Aubrey’s Global Emerging Market (GEM) Strategy and Aubrey’s Global Conviction (GCF) Strategy are investing in pet sector companies. During 2025, we have added Gambol Pet Group (China) in GEM and Chewy (US) in GCF. The US market for pet products is mature with 70% of US households owning a pet while in China it is comparatively early stage with 22% household pet ownership.
The Aubrey strategies share the same fundamental bottom-up process resulting in high conviction portfolios of quality growth stocks. However, while the Global Conviction Strategy invests in US companies with considerable success, GEM focusses on domestic champions in emerging markets. Despite the different geographic focus, both strategies have found opportunities in the same sector which have undergone a period of normalisation since COVID and now look attractive.
The Chinese market is growing fast with household pet ownership increasing from 59 million to 187 million from 2010 to 2024 as disposable incomes have increased and, amid declining birth rates, there is a growing demand for animal companionship. As a result, the pet food industry is expected to grow at a CAGR of 7-12% over the next three years as pet owners become more educated and interested in higher quality products for their furry friends. This has led to increased demand for an increasing variety of higher quality products. Gambol is one of the leading players, but with only 6% of market share the opportunity for them to expand in the high growth environment is considerable and Gambol is targeting a market share of 15%. Gambol offers better value for money products than international players and is an established domestic brand.
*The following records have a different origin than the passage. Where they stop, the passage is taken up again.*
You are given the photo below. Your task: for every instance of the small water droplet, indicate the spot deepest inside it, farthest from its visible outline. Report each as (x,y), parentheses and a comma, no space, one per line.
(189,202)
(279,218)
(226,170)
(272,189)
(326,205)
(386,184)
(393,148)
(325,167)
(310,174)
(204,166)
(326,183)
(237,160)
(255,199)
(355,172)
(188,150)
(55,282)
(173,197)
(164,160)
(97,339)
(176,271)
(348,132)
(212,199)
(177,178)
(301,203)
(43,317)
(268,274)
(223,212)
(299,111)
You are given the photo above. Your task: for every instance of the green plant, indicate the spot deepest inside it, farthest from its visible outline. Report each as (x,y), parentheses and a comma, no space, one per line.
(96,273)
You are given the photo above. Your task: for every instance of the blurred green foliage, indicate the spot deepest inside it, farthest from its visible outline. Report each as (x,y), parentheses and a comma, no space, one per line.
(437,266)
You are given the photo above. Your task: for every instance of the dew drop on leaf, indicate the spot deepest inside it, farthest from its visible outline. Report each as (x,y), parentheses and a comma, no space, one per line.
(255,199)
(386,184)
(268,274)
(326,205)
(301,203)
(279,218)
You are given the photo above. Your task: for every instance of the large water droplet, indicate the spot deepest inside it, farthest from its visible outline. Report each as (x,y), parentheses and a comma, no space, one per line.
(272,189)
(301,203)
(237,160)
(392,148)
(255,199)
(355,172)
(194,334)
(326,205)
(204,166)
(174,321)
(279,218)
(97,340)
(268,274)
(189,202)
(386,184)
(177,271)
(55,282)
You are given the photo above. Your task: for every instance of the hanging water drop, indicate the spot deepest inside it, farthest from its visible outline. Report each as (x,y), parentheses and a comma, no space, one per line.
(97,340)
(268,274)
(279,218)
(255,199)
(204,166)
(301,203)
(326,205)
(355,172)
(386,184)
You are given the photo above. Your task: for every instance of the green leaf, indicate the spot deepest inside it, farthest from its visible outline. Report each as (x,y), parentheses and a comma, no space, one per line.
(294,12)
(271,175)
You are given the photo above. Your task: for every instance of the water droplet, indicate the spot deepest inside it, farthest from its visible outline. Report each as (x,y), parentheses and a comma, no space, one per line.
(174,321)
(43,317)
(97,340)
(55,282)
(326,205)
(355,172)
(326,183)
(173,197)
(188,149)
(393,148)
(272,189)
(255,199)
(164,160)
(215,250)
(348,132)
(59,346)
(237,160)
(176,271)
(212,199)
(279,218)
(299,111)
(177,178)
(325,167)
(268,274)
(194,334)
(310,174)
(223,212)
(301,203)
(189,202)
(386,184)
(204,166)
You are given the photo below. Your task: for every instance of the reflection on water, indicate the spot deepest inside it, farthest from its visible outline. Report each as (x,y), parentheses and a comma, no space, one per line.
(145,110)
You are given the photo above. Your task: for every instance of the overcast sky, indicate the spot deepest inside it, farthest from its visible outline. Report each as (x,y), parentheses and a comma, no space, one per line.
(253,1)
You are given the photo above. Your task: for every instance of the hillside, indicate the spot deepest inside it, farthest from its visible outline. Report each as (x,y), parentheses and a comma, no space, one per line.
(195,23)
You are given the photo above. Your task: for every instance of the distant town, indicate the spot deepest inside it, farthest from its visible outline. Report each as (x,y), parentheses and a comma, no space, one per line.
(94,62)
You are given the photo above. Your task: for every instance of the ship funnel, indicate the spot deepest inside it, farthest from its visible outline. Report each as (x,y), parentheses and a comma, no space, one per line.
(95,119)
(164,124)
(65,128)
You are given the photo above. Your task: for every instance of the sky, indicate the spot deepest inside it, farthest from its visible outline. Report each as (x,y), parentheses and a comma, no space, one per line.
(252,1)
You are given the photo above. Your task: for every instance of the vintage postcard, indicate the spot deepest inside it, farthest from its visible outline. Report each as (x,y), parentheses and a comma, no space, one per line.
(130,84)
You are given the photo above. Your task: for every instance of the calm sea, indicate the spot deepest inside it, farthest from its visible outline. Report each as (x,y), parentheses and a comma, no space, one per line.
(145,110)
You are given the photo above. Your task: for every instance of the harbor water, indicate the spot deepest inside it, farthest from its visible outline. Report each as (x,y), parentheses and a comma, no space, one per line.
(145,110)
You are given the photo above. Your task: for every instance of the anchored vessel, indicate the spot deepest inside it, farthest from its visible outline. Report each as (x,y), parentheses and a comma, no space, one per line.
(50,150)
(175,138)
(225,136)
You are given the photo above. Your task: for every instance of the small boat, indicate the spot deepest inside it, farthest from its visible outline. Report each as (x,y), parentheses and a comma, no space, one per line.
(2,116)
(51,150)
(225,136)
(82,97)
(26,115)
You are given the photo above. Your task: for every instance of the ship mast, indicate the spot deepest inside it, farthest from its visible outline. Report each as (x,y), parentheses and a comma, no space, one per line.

Contrastingly, pet ownership and the status of pets as members of the extended family is well established in the US (one friend living in Brooklyn New York shares an already cramped apartment with two emotional support animals belonging to their flat mates). There is a very different consumer dynamic with the average US pet owner spending $2,000 per year on their pet (vs. ~$300 in China), Chewy, a pure e-commerce play, has the largest pet product platform in the US and its competitive advantage is the scale of its well-established distribution network. Chewy’s Autoship function enables customers to schedule regular deliveries of food and other products ensuring a consistent and streamlined supply. As a result, Chewy’s growth stems from an increasing share of wallet as they expand into new verticals and product lines.
Eighty percent of Chewy’s sales are generated from the Autoship function, which gives a potential indication of where the Chinese pet sector is heading with e-commerce already accounting for 68% of China pet food sales. Gambol has demonstrated agility in adapting to rapidly evolving distribution dynamics and marketing trends. This is where the key growth opportunity lies, as an increasing proportion of younger consumers who lean into online channels become the next generation of pet owners. Millennials already make up the largest generation of pet owners in the US at 33%, with Gen Z also accounting for 16% despite their young age. This illustrates that the transition is already underway, with just under half of all pet owners in the younger, more digitally advanced cohort who skew towards online shopping.
The global pet industry underwent a period of outsized growth during the Covid pandemic, as pet adoptions surged and demand for pet products rose with it (both companies grew revenue over 40% during 2020). However, what came next was a significant normalisation, with pet relinquishments outstripping adoptions and pet share prices falling accordingly. Three years on, the timing now looks promising, with Chewy returning to customer growth for the first time since 2022, a key signal that we’ve reached a turning point.